Sarah Crossan’s writing is just sublime. I’m not usually one for poetry or poetic prose and certainly not free verse, but in this case it just totally worked. We’re never given huge wads of information about what Tippi and Grace’s lives are like and the stuff that happens to them, but we’re given little windows into their lives, little vignettes, in the most lyrical (yet somehow non-wanky) language. I had a lump in my throat the whole way through, not only with the things the girls had to contend with but also with Grace’s prose. Grace was absolutely the right name for this character - her attitude and forbearance are so graceful and so brave. I honestly felt like she was a real person talking to me. Her thoughts are incredibly finely balanced between wanting to be her own person apart from Tippi and not being able to bear to be separate from her.
And while One is really The Tippi and Grace Show (and it really is a lot like a circus show at times), Sarah Crossan also fleshes out the surrounding characters beautifully. Their sister, Dragon, was especially well written, I thought - she is rarely if ever put in the spotlight despite her extraordinary dancing skills and loves her sisters nonetheless. Yasmeen and Jon are lovely characters too, and both had their own problems. There is some romance in One, but it isn’t without its logistical difficulties, what with Tippi and Grace being conjoined, and Grace has a lot of inner turmoil about the impossibility of falling in love when your twin is literally by your side at all times.

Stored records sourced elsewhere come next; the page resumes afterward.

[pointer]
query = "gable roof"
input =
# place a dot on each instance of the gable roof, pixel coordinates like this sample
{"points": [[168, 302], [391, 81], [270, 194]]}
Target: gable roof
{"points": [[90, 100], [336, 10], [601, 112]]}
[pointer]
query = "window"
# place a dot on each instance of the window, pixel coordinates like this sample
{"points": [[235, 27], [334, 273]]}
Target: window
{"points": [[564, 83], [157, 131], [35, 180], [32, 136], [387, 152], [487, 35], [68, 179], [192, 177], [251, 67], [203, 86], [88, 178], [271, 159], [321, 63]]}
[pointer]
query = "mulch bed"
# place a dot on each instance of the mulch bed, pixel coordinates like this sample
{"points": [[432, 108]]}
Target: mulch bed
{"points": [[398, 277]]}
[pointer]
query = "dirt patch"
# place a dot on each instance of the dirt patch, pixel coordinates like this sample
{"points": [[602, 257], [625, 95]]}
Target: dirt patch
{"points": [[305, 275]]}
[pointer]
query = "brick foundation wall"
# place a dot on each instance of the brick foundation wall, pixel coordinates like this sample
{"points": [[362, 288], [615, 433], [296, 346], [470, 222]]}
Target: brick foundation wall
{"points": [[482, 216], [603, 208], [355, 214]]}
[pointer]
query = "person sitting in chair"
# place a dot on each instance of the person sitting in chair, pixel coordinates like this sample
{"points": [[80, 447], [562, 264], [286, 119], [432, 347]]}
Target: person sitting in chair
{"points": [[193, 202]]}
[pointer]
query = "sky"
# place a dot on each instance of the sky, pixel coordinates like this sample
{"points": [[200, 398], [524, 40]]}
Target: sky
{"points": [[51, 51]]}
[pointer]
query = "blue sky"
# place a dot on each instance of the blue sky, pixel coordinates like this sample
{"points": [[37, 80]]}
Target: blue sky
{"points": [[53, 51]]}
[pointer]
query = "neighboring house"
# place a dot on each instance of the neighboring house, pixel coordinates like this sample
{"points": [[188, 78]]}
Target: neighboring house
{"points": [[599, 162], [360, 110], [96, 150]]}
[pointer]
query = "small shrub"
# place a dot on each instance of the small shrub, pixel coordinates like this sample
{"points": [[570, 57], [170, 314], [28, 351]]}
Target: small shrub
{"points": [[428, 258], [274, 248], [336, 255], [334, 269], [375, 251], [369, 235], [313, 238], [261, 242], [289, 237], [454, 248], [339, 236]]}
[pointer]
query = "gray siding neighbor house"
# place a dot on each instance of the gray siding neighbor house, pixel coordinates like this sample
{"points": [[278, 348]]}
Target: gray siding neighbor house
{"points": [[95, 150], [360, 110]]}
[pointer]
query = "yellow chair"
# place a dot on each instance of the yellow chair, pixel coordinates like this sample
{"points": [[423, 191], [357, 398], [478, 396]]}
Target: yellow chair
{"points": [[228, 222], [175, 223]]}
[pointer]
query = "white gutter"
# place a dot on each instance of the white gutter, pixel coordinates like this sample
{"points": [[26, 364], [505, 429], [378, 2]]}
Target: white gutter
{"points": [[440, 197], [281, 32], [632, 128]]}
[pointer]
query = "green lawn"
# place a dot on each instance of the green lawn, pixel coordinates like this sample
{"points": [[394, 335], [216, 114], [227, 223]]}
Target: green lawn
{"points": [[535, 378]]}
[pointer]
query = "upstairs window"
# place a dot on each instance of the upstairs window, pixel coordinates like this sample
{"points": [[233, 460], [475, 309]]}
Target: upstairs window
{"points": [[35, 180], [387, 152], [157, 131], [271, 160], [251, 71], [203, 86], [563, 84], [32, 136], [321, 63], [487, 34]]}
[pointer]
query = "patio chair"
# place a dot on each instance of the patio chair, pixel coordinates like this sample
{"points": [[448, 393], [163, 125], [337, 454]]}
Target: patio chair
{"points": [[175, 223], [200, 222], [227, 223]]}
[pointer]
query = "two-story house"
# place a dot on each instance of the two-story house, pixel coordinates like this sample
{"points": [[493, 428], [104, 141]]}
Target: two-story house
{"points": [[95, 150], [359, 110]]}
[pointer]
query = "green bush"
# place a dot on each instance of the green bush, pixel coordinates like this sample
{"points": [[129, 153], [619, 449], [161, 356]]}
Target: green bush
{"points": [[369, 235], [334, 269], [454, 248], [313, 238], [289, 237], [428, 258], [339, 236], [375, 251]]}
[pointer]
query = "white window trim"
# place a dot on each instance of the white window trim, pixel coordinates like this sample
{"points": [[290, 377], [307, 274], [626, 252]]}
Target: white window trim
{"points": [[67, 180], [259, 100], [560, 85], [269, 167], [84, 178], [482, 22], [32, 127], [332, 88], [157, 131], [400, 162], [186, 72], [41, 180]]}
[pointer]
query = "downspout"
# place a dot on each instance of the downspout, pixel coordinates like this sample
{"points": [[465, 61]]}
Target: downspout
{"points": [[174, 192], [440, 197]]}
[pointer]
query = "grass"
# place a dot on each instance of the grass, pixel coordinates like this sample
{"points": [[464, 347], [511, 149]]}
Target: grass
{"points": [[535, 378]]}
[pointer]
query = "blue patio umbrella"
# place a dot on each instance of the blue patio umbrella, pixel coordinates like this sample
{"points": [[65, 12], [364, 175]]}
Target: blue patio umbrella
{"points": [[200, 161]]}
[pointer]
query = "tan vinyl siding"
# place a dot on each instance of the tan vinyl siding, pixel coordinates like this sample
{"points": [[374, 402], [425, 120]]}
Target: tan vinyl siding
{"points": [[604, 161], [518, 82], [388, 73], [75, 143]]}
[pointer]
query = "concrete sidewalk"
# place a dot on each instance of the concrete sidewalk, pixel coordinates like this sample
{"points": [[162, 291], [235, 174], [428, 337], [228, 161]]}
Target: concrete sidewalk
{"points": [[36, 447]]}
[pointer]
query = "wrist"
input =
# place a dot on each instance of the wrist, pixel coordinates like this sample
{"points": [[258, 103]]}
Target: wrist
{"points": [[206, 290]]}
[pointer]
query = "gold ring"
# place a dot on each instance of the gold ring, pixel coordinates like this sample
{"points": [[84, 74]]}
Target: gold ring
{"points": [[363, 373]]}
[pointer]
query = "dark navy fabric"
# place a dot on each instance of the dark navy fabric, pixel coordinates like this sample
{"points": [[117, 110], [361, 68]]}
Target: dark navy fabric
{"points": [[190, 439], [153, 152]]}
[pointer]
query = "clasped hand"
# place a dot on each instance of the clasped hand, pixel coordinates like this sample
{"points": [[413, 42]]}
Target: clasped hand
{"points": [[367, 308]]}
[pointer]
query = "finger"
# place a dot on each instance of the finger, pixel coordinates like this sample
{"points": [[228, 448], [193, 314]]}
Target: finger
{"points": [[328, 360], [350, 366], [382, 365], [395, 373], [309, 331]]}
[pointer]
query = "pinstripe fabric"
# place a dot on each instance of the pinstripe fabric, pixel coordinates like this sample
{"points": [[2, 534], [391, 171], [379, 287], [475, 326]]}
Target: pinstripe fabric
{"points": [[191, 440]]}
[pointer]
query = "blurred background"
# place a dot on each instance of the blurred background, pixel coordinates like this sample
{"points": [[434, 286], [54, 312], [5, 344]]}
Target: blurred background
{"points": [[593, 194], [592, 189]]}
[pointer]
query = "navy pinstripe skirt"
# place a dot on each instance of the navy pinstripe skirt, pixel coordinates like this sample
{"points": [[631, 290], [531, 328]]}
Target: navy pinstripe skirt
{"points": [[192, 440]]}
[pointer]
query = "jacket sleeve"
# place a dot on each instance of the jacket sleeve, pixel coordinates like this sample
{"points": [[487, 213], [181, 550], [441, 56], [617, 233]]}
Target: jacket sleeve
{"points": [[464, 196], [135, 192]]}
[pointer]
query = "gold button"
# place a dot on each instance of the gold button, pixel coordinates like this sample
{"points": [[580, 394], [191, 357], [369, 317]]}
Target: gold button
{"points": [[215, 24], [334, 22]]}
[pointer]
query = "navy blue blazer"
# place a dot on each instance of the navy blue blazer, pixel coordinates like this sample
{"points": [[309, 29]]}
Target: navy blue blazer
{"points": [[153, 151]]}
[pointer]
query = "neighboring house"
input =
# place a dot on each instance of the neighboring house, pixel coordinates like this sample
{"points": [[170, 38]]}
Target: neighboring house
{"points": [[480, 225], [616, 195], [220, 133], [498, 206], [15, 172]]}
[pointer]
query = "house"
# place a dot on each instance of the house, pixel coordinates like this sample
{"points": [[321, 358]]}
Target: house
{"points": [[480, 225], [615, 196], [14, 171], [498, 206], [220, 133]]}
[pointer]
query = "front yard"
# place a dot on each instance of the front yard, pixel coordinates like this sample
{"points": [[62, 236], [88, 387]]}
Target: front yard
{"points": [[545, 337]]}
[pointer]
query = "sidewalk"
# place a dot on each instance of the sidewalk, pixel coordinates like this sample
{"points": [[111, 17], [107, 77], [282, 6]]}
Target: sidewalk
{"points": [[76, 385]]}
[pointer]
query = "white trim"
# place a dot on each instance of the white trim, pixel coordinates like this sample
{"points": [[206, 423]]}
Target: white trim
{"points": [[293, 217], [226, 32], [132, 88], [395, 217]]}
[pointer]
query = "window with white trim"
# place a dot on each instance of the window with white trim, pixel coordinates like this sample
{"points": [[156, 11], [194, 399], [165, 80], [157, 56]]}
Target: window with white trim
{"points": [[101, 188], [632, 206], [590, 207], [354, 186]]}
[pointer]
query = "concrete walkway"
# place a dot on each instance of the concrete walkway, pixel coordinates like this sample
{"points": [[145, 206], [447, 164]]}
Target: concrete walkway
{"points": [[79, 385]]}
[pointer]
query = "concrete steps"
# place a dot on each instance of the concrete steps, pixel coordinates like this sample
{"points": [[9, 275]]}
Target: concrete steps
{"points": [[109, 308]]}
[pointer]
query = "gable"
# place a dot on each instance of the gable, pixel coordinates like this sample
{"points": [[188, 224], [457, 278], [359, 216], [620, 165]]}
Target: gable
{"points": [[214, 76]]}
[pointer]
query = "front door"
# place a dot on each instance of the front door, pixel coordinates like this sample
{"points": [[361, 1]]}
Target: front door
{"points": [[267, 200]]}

One starts off being about Tippi and Grace’s first time at a mainstream school but quickly becomes more about their declining health and decision on whether or not to separate. Mixed in with this is their family’s precarious financial situation, their decision to allow documentary makers into their lives, alcoholism and eating disorders. Sarah Crossan really isn’t frightened about throwing all sorts of problems at her characters!
To my shame, I’ve never really stopped to consider what life is like for conjoined twins and this book has really made me think. The way Tippi and Grace showed their love for each other and the way they lived their lives determined to stay together yet be their own people was just beautiful .
This was such an awesome book. Wow. Just wow.
One is released on 27th August by Bloomsbury Children’s Books. I received a copy courtesy of the publisher and Netgalley.